Hoy he tenido ocasión de ver un videoclip en el que Rafael Nadal, nuestro gran tenista, le hace de partenaire a Shakira. No es que Rafa cantara, eso no. Sólo estaba allí aportando su imagen, mundialmente conocida, a la interpretación de la cantante colombiana que, dígase también, no le va a la zaga al deportista mallorquín en popularidad. Aquí, allá y en cualquier sitio.
Si intentara hacer un ejercicio breve, música aparte, de descripción del contenido del video, diría que ambos escenificaban un romance, envueltos en un ambiente algo neblinoso y selenita. Quizá poco creíble, lo del romanticismo, digo. Claro que, verdaderamente, los videoclips no son para creérselos. Eso hasta yo lo sé, aún siendo como soy un tipo bastante ingenuo. Y digo que era poco creíble porque esas cosas se notan. Se notan en la mirada de él, pendiente de a qué cámara tiene que atender (para ignorarla, claro). Se nota en que la distancia que hay entre la experiencia de Shakira en los entresijos de un rodaje, y la de Rafael Nadal en idéntica tesitura, es tan larga como la que hay entre nuestros ojos y la línea del horizonte. Se nota, en fin, en que queremos que se note, porque los que no somos Rafael Nadal no tenemos a nuestro alcance la posibilidad de estar con Shakira en un cuerpo a cuerpo como el que mostraba esta pequeña película musical. Ni creo que muchos de nosotros nos atreviéramos a tanto estar.
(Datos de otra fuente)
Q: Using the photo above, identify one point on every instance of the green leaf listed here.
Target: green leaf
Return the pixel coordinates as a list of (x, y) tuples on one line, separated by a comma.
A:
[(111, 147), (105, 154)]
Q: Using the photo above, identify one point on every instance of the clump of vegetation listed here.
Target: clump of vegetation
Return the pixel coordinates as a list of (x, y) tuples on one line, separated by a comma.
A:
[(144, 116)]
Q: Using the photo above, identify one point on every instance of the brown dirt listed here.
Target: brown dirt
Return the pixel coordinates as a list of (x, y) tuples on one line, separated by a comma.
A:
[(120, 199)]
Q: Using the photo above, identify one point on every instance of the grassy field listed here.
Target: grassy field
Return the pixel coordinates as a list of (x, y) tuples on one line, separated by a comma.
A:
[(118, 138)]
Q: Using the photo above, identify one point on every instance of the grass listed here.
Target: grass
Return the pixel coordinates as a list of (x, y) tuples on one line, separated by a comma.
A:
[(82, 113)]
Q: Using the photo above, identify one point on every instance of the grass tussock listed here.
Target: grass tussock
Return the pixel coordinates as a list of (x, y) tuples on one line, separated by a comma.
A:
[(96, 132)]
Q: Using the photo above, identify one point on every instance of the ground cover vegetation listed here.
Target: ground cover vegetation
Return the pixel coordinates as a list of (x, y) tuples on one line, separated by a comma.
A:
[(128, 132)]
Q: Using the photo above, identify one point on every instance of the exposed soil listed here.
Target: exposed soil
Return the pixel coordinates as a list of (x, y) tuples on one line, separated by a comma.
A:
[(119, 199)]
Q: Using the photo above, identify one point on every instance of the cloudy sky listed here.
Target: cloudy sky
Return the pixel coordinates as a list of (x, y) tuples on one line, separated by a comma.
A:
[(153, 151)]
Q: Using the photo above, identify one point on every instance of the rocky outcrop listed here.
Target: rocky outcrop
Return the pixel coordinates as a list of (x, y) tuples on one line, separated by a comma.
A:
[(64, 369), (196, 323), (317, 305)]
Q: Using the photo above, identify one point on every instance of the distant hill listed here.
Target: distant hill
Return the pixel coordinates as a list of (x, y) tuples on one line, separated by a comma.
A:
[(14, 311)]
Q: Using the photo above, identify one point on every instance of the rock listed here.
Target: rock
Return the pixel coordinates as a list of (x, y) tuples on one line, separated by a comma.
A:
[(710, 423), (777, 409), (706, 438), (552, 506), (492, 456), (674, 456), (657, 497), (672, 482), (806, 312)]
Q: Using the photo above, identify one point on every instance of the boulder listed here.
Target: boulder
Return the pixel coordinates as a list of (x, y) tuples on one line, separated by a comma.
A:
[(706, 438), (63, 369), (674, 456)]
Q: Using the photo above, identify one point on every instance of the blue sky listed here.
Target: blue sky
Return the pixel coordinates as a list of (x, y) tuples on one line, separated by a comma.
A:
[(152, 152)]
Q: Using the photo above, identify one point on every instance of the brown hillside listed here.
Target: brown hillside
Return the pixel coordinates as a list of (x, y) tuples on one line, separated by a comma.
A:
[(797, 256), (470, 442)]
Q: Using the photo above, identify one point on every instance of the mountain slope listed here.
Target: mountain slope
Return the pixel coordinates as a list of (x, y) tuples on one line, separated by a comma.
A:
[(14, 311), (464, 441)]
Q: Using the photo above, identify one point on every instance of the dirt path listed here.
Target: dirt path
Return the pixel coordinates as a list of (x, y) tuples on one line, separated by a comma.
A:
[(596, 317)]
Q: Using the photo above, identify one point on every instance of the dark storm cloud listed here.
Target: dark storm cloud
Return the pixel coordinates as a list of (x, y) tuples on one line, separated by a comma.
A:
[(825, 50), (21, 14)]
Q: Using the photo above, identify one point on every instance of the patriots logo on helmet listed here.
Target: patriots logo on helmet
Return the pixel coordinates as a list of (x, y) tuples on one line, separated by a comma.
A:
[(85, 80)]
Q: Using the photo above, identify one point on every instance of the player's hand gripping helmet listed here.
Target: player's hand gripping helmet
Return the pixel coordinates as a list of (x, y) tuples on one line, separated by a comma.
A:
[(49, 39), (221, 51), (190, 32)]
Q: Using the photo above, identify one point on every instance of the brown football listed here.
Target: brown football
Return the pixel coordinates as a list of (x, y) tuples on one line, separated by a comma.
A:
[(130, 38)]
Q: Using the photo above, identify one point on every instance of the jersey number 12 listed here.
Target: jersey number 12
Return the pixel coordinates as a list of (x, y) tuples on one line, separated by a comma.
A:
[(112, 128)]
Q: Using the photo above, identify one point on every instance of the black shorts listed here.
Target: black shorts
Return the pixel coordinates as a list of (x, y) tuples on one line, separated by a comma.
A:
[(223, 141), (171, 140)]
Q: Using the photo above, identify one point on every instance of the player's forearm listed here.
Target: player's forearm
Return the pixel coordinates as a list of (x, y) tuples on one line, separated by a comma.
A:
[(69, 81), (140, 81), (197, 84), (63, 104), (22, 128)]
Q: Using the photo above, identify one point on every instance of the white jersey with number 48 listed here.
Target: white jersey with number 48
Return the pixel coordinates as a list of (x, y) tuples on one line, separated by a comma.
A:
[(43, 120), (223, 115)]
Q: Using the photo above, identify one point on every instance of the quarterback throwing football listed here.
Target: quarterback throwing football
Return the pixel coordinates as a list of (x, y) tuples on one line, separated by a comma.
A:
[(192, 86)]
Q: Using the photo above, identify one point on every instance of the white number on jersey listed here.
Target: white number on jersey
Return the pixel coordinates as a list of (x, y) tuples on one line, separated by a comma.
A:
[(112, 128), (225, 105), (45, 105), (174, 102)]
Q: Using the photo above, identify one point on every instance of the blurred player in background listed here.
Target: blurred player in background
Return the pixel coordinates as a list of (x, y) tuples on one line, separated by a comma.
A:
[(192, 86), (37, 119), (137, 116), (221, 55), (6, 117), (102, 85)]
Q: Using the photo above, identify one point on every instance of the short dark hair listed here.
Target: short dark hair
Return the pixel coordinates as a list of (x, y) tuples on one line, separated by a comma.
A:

A pesar de esta locuacidad mía, algo confusa, y pudiera parecer que descreída, tengo que reivindicar a estos dos famosos. Son, cada uno en lo suyo, dos personajes que transmiten naturalidad y cercanía. Me caen bien. Pero eso no obsta, para que hoy, mientras veía la pantalla de televisión, tuviera la impresión de que Shakira era quien estaba al servicio, y Nadal al resto.